The scale of traffic on highways or busy intersections is what makes this system viable for meeting local energy demands.

Practical Uses and System Viability

The electricity obtained has direct applications on the road itself and its surroundings. It can power streetlights, traffic lights, surveillance cameras, and sensors integrated into the road. In pilot tests, this energy has also been used for electric vehicle charging points or to supply nearby buildings, such as gas stations or rest areas. Although a single car's contribution is small, the total traffic volume allows for significant power generation.

Potential Applications:
  • Power Public Lighting: Reduce dependence on the main electrical grid for road illumination.
  • Maintain Signals and Sensors: Provide autonomous energy to intelligent transportation systems.
  • Charge Electric Vehicles: Enable charging points at bus stops or specific lanes.

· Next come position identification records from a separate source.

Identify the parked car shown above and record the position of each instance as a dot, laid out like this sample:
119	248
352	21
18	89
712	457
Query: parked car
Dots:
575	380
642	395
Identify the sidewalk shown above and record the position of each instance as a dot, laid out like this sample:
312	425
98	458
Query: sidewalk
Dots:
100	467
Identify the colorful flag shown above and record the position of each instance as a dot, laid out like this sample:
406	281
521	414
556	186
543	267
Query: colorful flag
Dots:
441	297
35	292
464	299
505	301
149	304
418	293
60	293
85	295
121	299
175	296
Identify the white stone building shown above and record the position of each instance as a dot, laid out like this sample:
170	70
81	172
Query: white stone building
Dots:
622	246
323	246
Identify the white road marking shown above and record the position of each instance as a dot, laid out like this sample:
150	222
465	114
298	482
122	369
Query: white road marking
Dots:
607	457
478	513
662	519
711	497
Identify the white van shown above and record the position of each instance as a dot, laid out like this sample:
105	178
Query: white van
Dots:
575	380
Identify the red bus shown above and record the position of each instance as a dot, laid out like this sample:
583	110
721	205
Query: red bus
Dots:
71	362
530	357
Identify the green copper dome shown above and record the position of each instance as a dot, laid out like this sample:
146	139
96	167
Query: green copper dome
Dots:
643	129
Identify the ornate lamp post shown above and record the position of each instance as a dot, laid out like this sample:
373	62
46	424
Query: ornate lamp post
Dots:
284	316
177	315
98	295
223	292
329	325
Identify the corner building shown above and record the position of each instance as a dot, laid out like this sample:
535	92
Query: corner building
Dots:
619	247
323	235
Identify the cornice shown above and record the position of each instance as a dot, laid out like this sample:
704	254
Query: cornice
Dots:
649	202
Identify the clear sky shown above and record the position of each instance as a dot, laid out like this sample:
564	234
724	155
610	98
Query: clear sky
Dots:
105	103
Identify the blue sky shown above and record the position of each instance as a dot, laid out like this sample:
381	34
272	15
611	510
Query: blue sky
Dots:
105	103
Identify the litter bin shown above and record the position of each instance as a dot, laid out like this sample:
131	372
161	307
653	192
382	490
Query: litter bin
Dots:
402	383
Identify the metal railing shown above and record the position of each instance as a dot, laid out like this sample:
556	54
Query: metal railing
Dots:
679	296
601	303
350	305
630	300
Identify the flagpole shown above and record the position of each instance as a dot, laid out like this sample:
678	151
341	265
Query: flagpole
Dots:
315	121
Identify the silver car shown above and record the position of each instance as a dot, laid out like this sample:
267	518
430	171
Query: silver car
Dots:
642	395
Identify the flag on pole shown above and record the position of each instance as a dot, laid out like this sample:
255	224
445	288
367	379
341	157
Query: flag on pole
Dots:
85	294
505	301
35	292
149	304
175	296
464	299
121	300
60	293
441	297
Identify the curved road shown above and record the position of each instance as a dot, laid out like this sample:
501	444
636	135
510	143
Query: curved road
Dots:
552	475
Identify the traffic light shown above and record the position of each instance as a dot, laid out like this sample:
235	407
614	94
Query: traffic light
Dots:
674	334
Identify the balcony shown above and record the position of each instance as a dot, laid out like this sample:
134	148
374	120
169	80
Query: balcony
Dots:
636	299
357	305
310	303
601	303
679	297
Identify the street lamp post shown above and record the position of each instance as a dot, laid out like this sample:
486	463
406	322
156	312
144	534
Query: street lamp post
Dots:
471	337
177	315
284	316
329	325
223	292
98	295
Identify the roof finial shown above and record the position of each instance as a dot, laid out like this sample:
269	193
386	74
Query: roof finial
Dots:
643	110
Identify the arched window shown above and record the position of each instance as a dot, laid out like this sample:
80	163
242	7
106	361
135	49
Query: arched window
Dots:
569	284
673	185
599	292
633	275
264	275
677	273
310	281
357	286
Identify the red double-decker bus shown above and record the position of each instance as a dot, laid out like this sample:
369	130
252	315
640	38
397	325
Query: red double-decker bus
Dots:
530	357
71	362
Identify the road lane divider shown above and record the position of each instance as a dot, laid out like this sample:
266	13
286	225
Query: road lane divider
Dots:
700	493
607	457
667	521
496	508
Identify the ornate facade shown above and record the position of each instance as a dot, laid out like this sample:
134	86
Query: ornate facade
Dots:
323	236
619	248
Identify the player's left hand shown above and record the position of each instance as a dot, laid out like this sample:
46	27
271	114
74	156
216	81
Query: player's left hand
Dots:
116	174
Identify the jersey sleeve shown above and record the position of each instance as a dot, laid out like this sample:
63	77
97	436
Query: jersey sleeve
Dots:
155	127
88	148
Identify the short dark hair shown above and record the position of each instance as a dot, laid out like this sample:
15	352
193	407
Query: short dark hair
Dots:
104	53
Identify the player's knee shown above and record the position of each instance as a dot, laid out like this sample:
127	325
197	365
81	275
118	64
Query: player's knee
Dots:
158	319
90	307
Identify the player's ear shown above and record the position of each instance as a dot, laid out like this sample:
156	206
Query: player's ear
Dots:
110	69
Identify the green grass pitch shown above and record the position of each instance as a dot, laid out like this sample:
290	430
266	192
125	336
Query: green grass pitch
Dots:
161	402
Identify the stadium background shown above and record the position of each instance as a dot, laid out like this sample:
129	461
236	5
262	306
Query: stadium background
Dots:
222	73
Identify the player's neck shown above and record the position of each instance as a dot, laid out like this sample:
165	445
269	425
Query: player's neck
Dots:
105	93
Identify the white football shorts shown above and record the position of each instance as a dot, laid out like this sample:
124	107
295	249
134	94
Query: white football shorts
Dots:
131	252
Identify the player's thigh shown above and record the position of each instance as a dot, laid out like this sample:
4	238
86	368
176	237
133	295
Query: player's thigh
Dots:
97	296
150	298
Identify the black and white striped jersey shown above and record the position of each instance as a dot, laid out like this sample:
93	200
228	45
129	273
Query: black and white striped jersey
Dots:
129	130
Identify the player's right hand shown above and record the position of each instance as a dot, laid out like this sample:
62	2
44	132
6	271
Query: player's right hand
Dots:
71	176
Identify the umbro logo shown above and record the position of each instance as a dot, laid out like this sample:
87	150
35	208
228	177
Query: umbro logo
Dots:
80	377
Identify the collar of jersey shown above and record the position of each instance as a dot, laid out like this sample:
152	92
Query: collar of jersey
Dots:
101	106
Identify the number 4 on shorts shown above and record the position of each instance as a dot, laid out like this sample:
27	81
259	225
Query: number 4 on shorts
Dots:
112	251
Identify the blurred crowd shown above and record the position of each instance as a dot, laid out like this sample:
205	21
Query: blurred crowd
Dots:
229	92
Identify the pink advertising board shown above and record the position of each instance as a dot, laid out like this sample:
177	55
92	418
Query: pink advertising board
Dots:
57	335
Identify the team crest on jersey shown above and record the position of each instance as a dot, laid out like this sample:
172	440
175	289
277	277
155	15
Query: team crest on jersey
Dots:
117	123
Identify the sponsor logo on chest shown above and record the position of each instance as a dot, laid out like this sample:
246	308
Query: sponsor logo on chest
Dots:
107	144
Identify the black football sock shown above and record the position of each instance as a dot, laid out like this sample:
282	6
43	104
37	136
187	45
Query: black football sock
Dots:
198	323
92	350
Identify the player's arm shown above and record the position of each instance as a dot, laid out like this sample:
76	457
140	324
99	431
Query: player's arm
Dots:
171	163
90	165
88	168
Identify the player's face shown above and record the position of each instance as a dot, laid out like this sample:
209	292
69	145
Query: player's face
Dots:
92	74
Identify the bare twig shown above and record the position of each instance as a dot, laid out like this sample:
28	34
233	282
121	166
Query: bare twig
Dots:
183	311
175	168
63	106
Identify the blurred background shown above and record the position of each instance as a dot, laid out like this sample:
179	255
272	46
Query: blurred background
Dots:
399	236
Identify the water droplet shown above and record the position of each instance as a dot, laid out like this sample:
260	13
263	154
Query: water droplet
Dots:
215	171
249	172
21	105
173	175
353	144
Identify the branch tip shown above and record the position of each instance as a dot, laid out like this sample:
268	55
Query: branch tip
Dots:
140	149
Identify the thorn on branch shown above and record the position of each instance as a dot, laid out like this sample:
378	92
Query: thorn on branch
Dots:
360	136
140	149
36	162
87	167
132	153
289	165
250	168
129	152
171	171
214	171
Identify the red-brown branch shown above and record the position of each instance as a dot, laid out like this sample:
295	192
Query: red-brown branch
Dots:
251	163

Challenges on the Real Road

The main challenge is not just generating electricity, but ensuring that the infrastructure withstands extreme road conditions. The technology must endure the constant weight of heavy trucks, thermal variations, humidity, and general wear. Its true trial by fire will be to demonstrate durability and profitability outside the controlled laboratory environment, under the continuous stress of real traffic and weather exposure. The future of this innovation depends on overcoming these practical obstacles. 🔧